Christopher Kelly Browne (May 16, 1952 – February 5, 2023) was an American comic strip artist and cartoonist. He was the son of cartoonist Dik Browne and brother of cartoonist Chance Browne. From 1989 to 2023, Browne wrote and drew the comic strip Hägar the Horrible, which is distributed by King Features Syndicate.

==Life and career==
Born in South Orange, New Jersey, on May 16, 1952, and growing up in suburban Wilton, Connecticut, Browne assisted his father on the comic strips Hi and Lois and Hägar the Horrible. He contributed to Hägar from the beginning of the comic in 1972 and co-authored Hägar the Horrible's Very Nearly Complete Viking Handbook in 1985. When Dik Browne died in 1989, Chris Browne continued the strip, both writing and drawing, while Chance Browne took over Hi and Lois.

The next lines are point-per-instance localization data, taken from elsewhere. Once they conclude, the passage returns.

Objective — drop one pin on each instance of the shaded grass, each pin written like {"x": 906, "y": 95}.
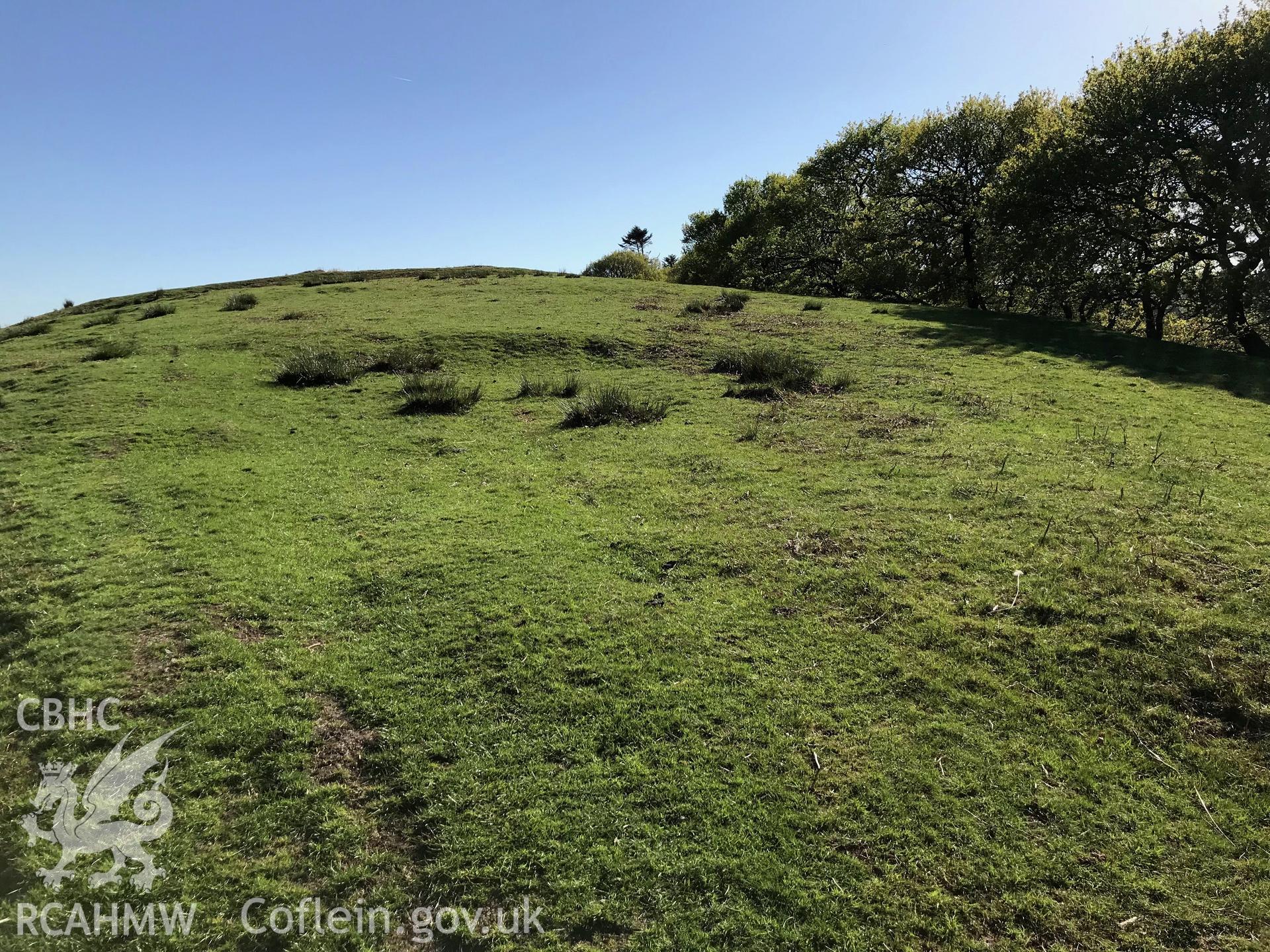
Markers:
{"x": 766, "y": 366}
{"x": 310, "y": 367}
{"x": 240, "y": 301}
{"x": 613, "y": 404}
{"x": 429, "y": 394}
{"x": 726, "y": 302}
{"x": 568, "y": 386}
{"x": 476, "y": 656}
{"x": 112, "y": 349}
{"x": 26, "y": 329}
{"x": 157, "y": 310}
{"x": 407, "y": 358}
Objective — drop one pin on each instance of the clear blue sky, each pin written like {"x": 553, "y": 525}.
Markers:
{"x": 168, "y": 143}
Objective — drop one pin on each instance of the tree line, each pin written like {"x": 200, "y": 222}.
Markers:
{"x": 1142, "y": 204}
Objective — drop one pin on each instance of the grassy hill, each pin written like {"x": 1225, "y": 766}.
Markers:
{"x": 759, "y": 676}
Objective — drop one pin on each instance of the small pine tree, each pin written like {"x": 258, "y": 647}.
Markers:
{"x": 636, "y": 239}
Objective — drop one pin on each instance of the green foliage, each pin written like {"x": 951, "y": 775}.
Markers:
{"x": 429, "y": 394}
{"x": 408, "y": 358}
{"x": 530, "y": 637}
{"x": 624, "y": 264}
{"x": 613, "y": 404}
{"x": 240, "y": 301}
{"x": 1027, "y": 207}
{"x": 783, "y": 370}
{"x": 727, "y": 302}
{"x": 636, "y": 240}
{"x": 112, "y": 349}
{"x": 549, "y": 386}
{"x": 157, "y": 310}
{"x": 310, "y": 367}
{"x": 26, "y": 329}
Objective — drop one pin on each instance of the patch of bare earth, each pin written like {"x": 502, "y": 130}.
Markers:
{"x": 249, "y": 631}
{"x": 157, "y": 654}
{"x": 341, "y": 746}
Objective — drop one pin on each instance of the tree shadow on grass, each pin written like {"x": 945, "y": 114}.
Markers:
{"x": 1007, "y": 334}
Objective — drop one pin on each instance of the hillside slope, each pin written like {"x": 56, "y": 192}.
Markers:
{"x": 479, "y": 656}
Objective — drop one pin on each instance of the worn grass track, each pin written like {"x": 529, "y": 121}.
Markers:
{"x": 476, "y": 656}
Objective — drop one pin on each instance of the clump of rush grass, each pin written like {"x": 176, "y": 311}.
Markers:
{"x": 159, "y": 310}
{"x": 767, "y": 366}
{"x": 26, "y": 329}
{"x": 613, "y": 404}
{"x": 241, "y": 301}
{"x": 317, "y": 368}
{"x": 112, "y": 349}
{"x": 408, "y": 358}
{"x": 429, "y": 394}
{"x": 545, "y": 386}
{"x": 727, "y": 302}
{"x": 841, "y": 381}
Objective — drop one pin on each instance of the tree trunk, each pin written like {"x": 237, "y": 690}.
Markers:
{"x": 1154, "y": 317}
{"x": 1238, "y": 323}
{"x": 973, "y": 298}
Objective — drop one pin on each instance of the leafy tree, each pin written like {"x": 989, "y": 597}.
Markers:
{"x": 636, "y": 240}
{"x": 624, "y": 264}
{"x": 1148, "y": 194}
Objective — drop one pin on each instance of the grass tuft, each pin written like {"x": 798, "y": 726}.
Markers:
{"x": 317, "y": 368}
{"x": 158, "y": 310}
{"x": 544, "y": 386}
{"x": 26, "y": 329}
{"x": 727, "y": 302}
{"x": 112, "y": 349}
{"x": 241, "y": 301}
{"x": 769, "y": 366}
{"x": 613, "y": 404}
{"x": 407, "y": 358}
{"x": 429, "y": 394}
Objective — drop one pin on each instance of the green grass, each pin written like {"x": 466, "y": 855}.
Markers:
{"x": 407, "y": 358}
{"x": 567, "y": 386}
{"x": 613, "y": 404}
{"x": 112, "y": 350}
{"x": 309, "y": 367}
{"x": 427, "y": 394}
{"x": 474, "y": 656}
{"x": 240, "y": 301}
{"x": 157, "y": 310}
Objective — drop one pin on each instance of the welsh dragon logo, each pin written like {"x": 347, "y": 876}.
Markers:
{"x": 98, "y": 829}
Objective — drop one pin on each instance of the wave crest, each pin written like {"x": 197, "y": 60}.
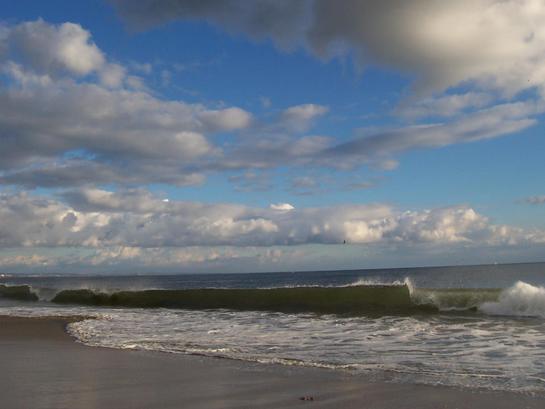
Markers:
{"x": 521, "y": 299}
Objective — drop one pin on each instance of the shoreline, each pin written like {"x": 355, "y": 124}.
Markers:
{"x": 44, "y": 367}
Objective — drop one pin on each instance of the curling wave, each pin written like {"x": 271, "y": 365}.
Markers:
{"x": 360, "y": 298}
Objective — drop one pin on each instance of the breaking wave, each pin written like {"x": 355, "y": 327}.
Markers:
{"x": 359, "y": 298}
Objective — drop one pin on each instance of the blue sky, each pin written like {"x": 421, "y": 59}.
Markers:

Chris Browne also created two short-lived autobiographical comic strips: "Chris Browne's Comic Strip" (1993 – 1994) and "Raising Duncan" (2000 – 2004). Both include a Scottie dog (Scottish Terrier) as a common feature.

Browne lived in Sioux Falls, South Dakota, where he died on February 5, 2023, at the age of 70.

==Comic and artistic work==
Hägar the Horrible is translated into 13 languages and appears in 45 countries.